Once the aux starter relay is jumpered, what other wiring, diodes, switches, etc. can be eliminated? I mean, wouldn't it be nice to jumper the red, to red/white, somewhere else in the harness, and eliminate the wires from the ignition switch to the aux. relay? Plus any other extra wires that won't be necessary, (side stand relay, side stand switch, associated wires). I can't be the only guy that thinks there's way too much wiring on these things......I've already tossed the winkers, and relay, and about ready to pull the wires out of the harness for those.
Crazy?
The capacitor holds a DC charge to keep the clock in the instrument panel ticking along it's merry path to oblivion and also to possibly protect the instrument panel from "spikes" when plugging accessories into the accessory socket. I doubt it can have any affect on the electric starting only.

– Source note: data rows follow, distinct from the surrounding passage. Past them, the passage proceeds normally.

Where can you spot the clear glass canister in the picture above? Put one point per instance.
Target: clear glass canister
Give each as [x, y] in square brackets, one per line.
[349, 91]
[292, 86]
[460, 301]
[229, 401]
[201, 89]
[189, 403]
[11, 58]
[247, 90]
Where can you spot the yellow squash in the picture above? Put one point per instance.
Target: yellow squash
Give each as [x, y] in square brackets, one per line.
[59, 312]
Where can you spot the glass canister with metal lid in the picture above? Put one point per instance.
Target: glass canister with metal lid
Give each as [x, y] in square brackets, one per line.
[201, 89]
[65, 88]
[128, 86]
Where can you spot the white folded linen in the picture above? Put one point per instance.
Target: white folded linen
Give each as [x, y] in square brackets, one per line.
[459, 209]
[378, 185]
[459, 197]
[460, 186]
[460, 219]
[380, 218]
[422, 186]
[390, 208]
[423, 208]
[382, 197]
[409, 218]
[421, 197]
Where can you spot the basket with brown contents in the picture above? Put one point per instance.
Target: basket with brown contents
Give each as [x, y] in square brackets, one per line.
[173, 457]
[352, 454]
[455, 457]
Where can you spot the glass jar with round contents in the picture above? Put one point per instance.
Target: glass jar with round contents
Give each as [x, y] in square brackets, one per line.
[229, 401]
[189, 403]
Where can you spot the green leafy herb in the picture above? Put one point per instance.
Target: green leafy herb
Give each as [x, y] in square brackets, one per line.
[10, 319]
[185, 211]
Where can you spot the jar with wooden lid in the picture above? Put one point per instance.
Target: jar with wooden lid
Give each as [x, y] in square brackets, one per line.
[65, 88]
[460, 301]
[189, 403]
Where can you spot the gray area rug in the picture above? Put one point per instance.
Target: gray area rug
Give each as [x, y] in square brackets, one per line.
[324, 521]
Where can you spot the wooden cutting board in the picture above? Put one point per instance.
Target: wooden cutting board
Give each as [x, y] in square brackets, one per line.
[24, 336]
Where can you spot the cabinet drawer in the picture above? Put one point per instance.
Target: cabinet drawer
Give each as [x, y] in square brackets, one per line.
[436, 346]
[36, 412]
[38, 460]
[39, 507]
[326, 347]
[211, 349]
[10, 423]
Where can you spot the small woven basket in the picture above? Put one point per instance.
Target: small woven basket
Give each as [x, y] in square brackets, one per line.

There sure is plenty of extraneous crap in the wiring but how far you go to remove stuff is up to you. For my own case I want the bike to be returned to "sellable in standard trim" one day ("only used twice by current owner" ) but also need to find the balance with "reliable for Safari race conditions". For me this means minimising intrusion in the wiring loom, where the potential for increasing the risk of problems is greatest, while also minimising the extraneous crap that can also cause problems. I have achieved this by replacing most of the front end wiring loom plugs with soldered in waterproof Deustch plugs/sockets, bypassing the aux relay and removing the clutch switch, the sidestand switch and the aux relay itself. I will shortly also be removing the ignition switch (I would hate to have the ignition switch barrel self destruct during the Safari) and replacing it with a marine toggle switch on the Rally cockpit dash. (Taking most of my cues from the factory 690's). Shortly before the Safari I will also remove the "winkers" and flasher relay but that'll about be it.

Quote:
but I've got the new battery charging now, and hopefully that'll do it!
So how are you making out there Eric? Got the old girl sorted and firing up on the button?